The water is a little chilly to start with (it’s winter after all!) but certainly nice enough for a swim around. Jeanne and Damien swim into the beach, the rest of the time we splash around with the boys, all the time I’m aware of the picturesque back drop we have. Although I work in the shadow of the Burj Khalifa every day, it’s still hard to get used to the magnificence of such a view. I rather hope that I never get to the point where I can take this for granted.
Jason takes Harely for a swim into the beach as well while Jasper and I splash around a little more before hopping out and having a quick freshwater rinse at the aft of the boat. It feels like heaven as I dress, cool and refreshed, with a picnic spread awaiting us as a late lunch and the afternoon to while away with friends.
Jason & Harley return from the beach and I dry & dress the boys before making a selection from the spread and ascending to the top deck for lunch with a view.
It’s been a short stop today and our lunch is accompanied by a canal cruise and more great views of Dubai. It’s much better taking it all in at 5 knots, rather than 100km/hr along Sheikh Zayed Road.
I’m delighted to see the French (and English!) contingent enjoying a glass or two of Hardy’s Cabernet Shiraz (Australian) as the boat makes a slow turn to navigate our way back.
As we pass by the Burj Al Arab, with the sun setting, a lovely lull sets in.
This lull is somewhat short lived, at least on my part, as Harley is feeling unwell on the rough waters and isn’t holding back in making sure everyone knows about it. It’s particularly windy today and it’s perhaps a combination of this and the movie in the cabin that has contributed to the sea sickness. He howls, ensuring that the moment of serenity and reflection in the face of the setting sun is short lived.
I take a moment to explain the difference between ‘normal sick’ and ‘sea sick’ and he’s almost better as we come into the calmer waters around The Palm and into the Marina.
We kick back again with enough time for another Tanqueray Rangpur (my new favorite) concoction and take in the marina lights as they begin to sparkle across the water in the dusk.
What a way to spend a winter’s afternoon and it’s certainly a farewell (for now at least) to remember.
Good To Know
The Penguin is a private boat moored at the Dubai Marina, however, there are a variety of options available for hiring boats and taking boat trips in Dubai if you’re not as lucky as we were today.

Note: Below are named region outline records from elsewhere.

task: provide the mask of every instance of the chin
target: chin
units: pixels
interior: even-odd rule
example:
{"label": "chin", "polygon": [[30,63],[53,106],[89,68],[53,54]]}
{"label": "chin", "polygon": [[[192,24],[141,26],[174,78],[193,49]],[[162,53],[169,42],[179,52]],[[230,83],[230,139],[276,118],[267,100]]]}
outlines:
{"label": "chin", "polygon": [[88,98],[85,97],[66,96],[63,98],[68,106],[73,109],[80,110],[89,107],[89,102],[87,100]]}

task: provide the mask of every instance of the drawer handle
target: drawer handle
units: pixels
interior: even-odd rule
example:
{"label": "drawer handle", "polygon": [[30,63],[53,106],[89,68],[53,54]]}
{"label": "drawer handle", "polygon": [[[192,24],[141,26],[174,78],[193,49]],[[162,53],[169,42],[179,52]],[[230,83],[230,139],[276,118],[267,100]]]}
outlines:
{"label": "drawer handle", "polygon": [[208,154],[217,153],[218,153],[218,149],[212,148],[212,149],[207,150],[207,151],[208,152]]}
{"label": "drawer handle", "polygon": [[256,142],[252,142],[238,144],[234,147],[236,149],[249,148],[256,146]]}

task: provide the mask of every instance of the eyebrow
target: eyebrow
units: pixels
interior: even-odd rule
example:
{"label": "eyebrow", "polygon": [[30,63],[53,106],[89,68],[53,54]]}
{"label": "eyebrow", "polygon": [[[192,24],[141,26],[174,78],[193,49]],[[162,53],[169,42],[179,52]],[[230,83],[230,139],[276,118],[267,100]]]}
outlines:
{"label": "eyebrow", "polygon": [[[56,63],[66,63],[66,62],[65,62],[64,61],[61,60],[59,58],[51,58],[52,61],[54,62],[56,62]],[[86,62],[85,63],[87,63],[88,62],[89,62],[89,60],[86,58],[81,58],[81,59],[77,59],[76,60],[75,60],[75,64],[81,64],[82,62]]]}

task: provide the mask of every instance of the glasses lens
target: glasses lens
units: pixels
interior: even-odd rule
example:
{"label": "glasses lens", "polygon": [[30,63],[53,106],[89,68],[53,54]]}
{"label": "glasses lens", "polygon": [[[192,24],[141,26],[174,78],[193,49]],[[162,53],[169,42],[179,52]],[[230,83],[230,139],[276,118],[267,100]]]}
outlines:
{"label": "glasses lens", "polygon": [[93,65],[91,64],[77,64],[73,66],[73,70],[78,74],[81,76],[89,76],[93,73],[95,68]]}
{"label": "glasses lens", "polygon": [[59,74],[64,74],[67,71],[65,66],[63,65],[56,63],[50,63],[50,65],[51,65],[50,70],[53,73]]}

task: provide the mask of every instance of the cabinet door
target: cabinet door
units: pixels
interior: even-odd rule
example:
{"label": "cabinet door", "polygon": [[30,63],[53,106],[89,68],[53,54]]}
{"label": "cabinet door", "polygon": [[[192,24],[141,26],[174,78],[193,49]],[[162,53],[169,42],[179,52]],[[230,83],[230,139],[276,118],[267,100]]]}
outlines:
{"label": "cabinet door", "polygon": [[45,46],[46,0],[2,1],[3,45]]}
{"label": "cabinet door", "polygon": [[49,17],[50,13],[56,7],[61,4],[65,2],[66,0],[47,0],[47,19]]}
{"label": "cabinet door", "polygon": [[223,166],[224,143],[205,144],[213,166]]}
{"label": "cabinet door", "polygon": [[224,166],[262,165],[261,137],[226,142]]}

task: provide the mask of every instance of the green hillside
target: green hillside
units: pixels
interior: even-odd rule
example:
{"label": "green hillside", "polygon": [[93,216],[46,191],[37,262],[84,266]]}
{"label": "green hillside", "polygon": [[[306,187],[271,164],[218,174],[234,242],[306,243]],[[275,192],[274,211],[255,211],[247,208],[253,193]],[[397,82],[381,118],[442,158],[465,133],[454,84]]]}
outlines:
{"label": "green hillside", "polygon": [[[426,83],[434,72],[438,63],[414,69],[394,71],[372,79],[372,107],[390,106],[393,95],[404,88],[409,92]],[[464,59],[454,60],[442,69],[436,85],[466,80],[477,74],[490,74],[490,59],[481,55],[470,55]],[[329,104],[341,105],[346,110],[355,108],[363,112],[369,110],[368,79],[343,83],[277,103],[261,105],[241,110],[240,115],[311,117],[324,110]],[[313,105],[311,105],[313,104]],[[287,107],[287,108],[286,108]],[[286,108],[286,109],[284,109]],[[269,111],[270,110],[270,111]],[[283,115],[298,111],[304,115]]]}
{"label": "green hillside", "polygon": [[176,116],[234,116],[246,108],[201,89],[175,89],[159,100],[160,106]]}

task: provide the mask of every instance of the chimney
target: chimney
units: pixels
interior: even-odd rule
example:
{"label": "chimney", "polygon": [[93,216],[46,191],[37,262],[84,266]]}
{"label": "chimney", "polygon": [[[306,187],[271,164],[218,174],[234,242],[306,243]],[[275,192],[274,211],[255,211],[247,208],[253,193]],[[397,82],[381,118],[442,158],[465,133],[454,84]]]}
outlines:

Charter boats are available, generally for larger groups (15+). They will generally charge for the boat, including the captain (and perhaps crew, depending on the size) for a block of time.
If you’re not quite up to hiring your own boat, there are many options for marina cruises. Try a traditional Dhow cruise with a Middle Eastern banquet and entertainment (Al Wasl is just one of the many operators https://www.alwasldhow.com/).
For something a little more upmarket, Batteaux Dubai run a very classy dinner cruise on the Dubai Creek with a night view of the old town and Diera.
Otherwise, the RTA ferry is a cheap and easy way to experience the delights of the Dubai coastline with transfers from the Dubai Marina to Al Ghubaiba (one way or return) https://www.dubai-ferry.com/.
Would I Return?
Yes. Undoubtedly, if I get the chance.